JUSTIÇA E POLÍTICA INTERNACIONAL

Fachin rebate relatório do Congresso dos EUA e defende decisões do STF

Presidente do STF critica relatório americano que acusa Moraes de censura e reforça compromisso da Corte com a liberdade de expressão

Publicado em 03/04/2026 às 08:27
Fachin rebate relatório do Congresso dos EUA e defende decisões do STF Reprodução

O presidente do Supremo Tribunal Federal (STF), ministro Edson Fachin, divulgou nesta quinta-feira, 2, uma nota em resposta ao relatório preliminar da Comissão Judiciária da Câmara de Representantes dos Estados Unidos. O documento americano acusa o ministro Alexandre de Moraes de praticar censura, o que, segundo o texto, poderia comprometer a lisura das eleições presidenciais de 2026 no Brasil.

“O relatório traz caracterizações distorcidas da natureza e do alcance de decisões específicas do Supremo Tribunal Federal, bem como, mais amplamente, do sistema de proteção à liberdade de expressão no ordenamento jurídico brasileiro”, afirmou Fachin.

Sem citar diretamente Moraes, Fachin defendeu a atuação geral da Corte. “Registre-se preliminarmente que o Tribunal e todos os seus integrantes primam pela defesa da independência entre os Poderes e autoridade de suas decisões. Os Ministros do Supremo Tribunal Federal seguem à risca os preceitos constitucionais, sendo a liberdade de expressão um desses primados fundamentais de nossa República”, destacou.

O ministro também justificou ordens de remoção de conteúdo em plataformas digitais, expedidas em inquéritos relatados por Moraes, como o das fake news e o das milícias digitais.

Segundo Fachin, tais medidas “inserem-se no contexto de investigações que têm por objeto a instrumentalização criminosa de redes sociais por milícias digitais, com a finalidade da prática de diversas infrações penais, em especial os crimes de tentativa de abolição violenta do Estado Democrático de Direito (art. 359-L do Código Penal), golpe de Estado (art. 359-M do Código Penal) e associação criminosa (art. 288 do Código Penal)”.

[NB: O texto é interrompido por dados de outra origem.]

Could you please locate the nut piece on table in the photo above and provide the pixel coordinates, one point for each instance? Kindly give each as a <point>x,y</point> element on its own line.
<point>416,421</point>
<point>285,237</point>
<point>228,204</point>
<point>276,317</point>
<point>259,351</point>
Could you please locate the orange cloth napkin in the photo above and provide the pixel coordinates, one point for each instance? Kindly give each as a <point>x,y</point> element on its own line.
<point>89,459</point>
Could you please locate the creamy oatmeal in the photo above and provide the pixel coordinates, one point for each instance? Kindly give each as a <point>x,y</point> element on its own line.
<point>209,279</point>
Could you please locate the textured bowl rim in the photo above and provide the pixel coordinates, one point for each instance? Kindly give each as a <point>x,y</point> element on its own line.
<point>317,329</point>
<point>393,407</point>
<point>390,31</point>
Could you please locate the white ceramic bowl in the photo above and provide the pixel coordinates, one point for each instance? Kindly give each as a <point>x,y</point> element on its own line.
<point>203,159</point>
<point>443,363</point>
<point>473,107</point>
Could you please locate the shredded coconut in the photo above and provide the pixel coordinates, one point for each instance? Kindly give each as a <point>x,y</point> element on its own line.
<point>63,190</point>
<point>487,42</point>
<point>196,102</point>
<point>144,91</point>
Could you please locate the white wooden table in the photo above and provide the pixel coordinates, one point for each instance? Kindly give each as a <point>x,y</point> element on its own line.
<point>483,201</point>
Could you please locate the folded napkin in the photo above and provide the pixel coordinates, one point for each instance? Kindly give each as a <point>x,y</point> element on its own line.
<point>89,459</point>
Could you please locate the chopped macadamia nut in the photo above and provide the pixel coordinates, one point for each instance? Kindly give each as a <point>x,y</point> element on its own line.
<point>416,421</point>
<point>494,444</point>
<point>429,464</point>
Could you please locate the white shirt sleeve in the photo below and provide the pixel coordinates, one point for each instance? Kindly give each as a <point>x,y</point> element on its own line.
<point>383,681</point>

“No âmbito daqueles inquéritos, foram emitidas medidas cautelares quando presentes indícios robustos da prática daqueles crimes”, acrescentou o presidente do STF.

Fachin informou ainda que esclarecimentos “que possam contribuir para a restituição de uma leitura objetiva dos fatos” serão encaminhados ao órgão do Congresso dos EUA, por canais diplomáticos e no nível adequado.

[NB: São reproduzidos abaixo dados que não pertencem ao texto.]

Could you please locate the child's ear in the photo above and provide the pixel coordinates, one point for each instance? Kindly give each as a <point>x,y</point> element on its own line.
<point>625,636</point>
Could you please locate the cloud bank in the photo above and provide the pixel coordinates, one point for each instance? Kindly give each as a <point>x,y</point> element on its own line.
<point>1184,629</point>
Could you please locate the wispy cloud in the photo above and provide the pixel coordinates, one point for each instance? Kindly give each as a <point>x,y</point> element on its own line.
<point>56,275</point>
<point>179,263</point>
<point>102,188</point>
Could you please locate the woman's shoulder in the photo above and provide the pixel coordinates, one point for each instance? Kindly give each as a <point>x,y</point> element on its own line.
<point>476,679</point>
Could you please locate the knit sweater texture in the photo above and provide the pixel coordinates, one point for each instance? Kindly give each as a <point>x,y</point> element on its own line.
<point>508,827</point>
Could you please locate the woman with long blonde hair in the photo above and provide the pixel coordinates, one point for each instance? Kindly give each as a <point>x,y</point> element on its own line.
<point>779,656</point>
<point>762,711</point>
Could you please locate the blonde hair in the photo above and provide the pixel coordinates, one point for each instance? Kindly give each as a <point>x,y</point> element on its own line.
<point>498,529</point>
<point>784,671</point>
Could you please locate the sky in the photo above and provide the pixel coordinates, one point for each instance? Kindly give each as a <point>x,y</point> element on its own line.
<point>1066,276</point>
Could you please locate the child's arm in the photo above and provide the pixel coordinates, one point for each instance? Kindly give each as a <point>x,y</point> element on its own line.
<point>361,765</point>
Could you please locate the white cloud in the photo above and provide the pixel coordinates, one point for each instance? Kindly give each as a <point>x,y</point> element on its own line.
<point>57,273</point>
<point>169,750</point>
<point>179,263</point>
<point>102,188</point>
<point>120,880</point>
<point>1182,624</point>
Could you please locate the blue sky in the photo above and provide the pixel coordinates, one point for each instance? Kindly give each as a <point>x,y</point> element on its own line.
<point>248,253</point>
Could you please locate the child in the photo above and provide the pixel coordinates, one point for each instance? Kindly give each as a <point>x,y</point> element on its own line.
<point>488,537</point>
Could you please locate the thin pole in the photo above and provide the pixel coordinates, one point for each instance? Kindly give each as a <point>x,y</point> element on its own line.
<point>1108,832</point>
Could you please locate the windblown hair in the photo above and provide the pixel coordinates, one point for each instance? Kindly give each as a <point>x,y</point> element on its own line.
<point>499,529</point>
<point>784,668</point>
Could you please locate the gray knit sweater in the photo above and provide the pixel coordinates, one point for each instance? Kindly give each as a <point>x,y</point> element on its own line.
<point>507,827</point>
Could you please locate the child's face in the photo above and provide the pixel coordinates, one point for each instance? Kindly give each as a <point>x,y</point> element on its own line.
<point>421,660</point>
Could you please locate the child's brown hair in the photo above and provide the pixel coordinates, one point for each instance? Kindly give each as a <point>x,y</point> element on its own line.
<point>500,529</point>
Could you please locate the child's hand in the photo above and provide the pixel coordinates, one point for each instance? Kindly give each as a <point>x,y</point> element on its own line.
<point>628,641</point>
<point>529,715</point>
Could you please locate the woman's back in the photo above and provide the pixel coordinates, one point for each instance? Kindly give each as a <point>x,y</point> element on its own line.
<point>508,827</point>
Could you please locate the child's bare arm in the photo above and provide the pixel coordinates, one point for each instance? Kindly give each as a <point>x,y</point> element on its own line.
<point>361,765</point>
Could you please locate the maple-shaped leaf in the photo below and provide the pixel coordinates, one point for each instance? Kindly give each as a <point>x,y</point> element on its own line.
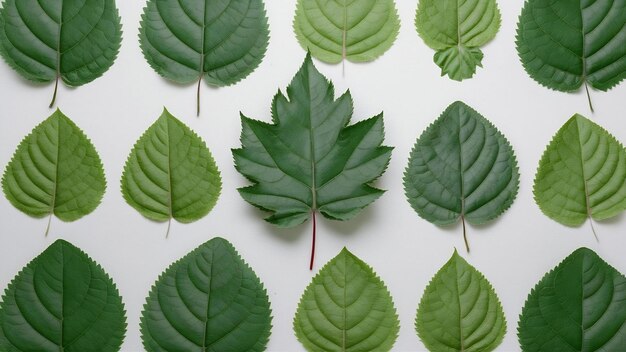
<point>309,160</point>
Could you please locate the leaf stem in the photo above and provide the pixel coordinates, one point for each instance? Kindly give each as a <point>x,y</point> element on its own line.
<point>313,242</point>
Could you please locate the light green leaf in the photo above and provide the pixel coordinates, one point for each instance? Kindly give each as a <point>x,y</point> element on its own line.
<point>309,160</point>
<point>565,44</point>
<point>582,174</point>
<point>74,40</point>
<point>221,41</point>
<point>460,311</point>
<point>170,173</point>
<point>461,167</point>
<point>210,300</point>
<point>62,301</point>
<point>579,306</point>
<point>356,30</point>
<point>55,170</point>
<point>346,308</point>
<point>456,29</point>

Comissão dos EUA critica atuação de Moraes

A Comissão Judiciária da Câmara de Representantes dos EUA divulgou nesta quarta-feira, 1.º, seu mais recente relatório sobre a liberdade de expressão no Brasil. O documento provisório, elaborado por uma equipe do colegiado, aponta: “As ordens de censura e as manobras jurídicas do ministro Moraes contra a família Bolsonaro e seus apoiadores podem prejudicar significativamente a capacidade deles de se manifestarem online sobre assuntos de importância pública nos meses que antecedem a eleição presidencial brasileira”.

O colegiado americano é dominado por aliados do ex-presidente Donald Trump, junto aos quais atua em Washington o lobby da oposição bolsonarista. Em janeiro, o senador Flávio Bolsonaro (PL-RJ), pré-candidato à Presidência da República, o ex-deputado Eduardo Bolsonaro e o youtuber Paulo Figueiredo visitaram o gabinete do parlamentar republicano Jim Jordan, que preside a comissão.